Avenços en la monitorització immunològica en trasplantament renal
- Autores: Laura Llinàs Mallol
- Directores de la Tesis: Julio Pascual Santos (dir. tes.), Dàlia Raïch Regué (codir. tes.), Marta Crespo Barrio (codir. tes.)
- Lectura: En la Universitat Autònoma de Barcelona ( España ) en 2021
- Idioma: catalán
- Tribunal Calificador de la Tesis: Francesc Josep Moreso Mateos (presid.), Frizt Diekman (secret.), Maarten Naesens (voc.)

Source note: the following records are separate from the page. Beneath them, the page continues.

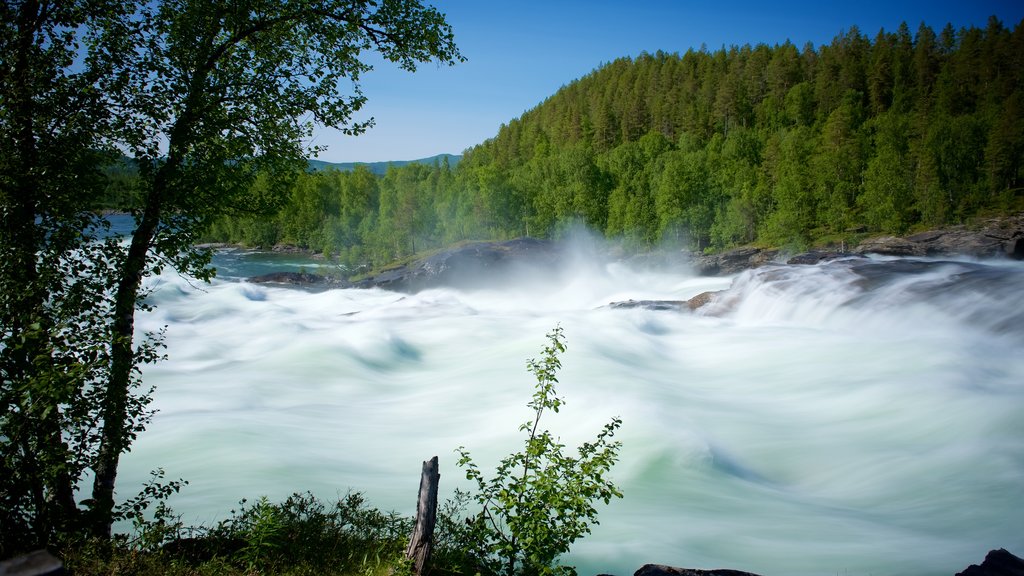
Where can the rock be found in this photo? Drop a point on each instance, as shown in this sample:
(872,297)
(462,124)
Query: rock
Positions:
(700,299)
(39,563)
(991,238)
(296,279)
(814,257)
(997,563)
(733,261)
(473,264)
(659,570)
(890,246)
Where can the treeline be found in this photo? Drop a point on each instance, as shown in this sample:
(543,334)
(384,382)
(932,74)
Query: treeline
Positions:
(770,145)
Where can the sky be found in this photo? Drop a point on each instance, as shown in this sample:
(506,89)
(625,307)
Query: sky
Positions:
(520,52)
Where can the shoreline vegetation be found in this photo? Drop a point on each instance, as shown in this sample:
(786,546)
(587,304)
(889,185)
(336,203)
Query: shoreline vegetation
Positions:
(774,147)
(738,150)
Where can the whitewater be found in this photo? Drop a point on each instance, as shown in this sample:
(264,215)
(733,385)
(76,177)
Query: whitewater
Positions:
(861,416)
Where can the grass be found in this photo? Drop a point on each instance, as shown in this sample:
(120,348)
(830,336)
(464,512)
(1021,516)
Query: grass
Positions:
(300,536)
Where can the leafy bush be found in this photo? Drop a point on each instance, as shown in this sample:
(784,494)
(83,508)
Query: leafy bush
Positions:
(540,500)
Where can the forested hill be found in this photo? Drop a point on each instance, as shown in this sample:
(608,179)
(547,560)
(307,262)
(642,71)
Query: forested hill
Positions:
(380,168)
(779,146)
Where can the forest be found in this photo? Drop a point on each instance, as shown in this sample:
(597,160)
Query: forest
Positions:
(772,146)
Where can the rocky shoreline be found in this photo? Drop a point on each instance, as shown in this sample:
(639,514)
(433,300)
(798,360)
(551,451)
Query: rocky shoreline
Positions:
(492,263)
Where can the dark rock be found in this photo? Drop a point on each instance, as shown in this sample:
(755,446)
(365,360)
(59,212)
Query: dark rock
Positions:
(659,570)
(473,264)
(649,304)
(990,238)
(295,279)
(890,246)
(700,299)
(39,563)
(733,261)
(997,563)
(815,257)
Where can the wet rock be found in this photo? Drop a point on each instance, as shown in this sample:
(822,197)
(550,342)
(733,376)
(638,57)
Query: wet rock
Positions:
(473,264)
(691,304)
(814,257)
(39,563)
(660,570)
(676,305)
(990,238)
(733,261)
(997,563)
(700,299)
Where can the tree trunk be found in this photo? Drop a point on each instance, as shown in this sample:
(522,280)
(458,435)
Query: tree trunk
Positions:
(422,539)
(116,430)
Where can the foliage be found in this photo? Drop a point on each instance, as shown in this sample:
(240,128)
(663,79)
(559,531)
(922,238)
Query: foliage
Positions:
(212,104)
(300,536)
(540,500)
(708,150)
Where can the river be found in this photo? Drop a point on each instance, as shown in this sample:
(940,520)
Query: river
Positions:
(860,417)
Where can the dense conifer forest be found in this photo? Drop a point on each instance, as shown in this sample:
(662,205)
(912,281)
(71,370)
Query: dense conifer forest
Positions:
(778,146)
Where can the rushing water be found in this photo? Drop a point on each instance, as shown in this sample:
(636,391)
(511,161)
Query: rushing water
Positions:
(858,417)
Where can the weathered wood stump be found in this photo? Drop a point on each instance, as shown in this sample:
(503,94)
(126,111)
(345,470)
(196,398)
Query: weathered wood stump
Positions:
(422,539)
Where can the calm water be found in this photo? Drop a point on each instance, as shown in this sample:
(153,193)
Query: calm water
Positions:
(832,419)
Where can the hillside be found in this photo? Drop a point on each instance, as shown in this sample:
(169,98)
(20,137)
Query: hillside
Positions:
(772,146)
(380,168)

- Programa de doctorado: Programa de Doctorado en Medicina por la Universidad Autónoma de Barcelona
- Materias:
- Enlaces
- Tesis en acceso abierto en: TDX
- Resumen
Kidney transplantation (KT) is the best therapeutic option for patients with end-stage renal disease and has the goal to provide long-term stable graft function to those patients. However, graft survival is still limited in time, and antibody-mediated rejection (ABMR) is nowadays recognised as a leading cause of allograft rejection and graft loss. Antibodies directed against HLA antigens present on the donor (HLA-DSA) have been classically associated with ABMR damage. Nevertheless, cases of ABMR without detectable HLA-DSA do exist, and this strengthens the hypothesis that other mechanisms of damage may be playing a role in those cases. The use of immunosuppressive drugs is intended to prevent the immunological rejection of the graft, but its use may be related to the development of serious drawbacks. Changes in the immunosuppression treatment after KT are frequent, but their impact on peripheral blood immune cells and HLA-DSA development has not been elucidated yet. The main aim of this doctoral thesis is to assess whether the immune monitoring of KT recipients in a combined effort comprising HLA and non-HLA antibodies, HLA epitope mismatch analysis and immune cells subpopulations may help to better tailor their immunological risk.
In the first two studies, two changes in immunosuppressive treatment were evaluated: steroid withdrawal and conversion from tacrolimus to mTOR inhibitors. Both immunosuppressive strategies proved to be safe in terms of renal function and HLA-DSA development and triggered a significant redistribution of peripheral blood lymphocyte subsets. Steroid withdrawal mainly impacted the B-cell compartment, whereas conversion to mTOR inhibitors exerted its principal effects in the NK-cell niche. In the third study, we aimed to assess the role of HLA and non-HLA antibodies, together with HLA epitope mismatch analysis in the development of histological ABMR. Nearly a third of histological ABMR cases did not show circulating HLA-DSA at biopsy time, but no non-HLA antibody associated with these cases. Those patients presented lower class II and DRB HLA epitope mismatches compared with ABMR histology cases that presented HLA-DSA, dismissing the possibility of low, undetected HLA-DSA. The detection of pre-transplant antibodies against angiotensin-II type 1 receptor (AT1R) associated with the development of ABMR histology in the presence of HLA-DSA and suggested that HLA-DSA and AT1R antibodies may function in synergy. Finally, the analysis of HLA epitope mismatches proved to be better than the classical HLA antigen mismatches analysis for the prediction of de novo HLA-DSA development.
To conclude, the results presented in this doctoral thesis support that immune monitoring in KT recipients is a useful tool for better immunological risk assessment.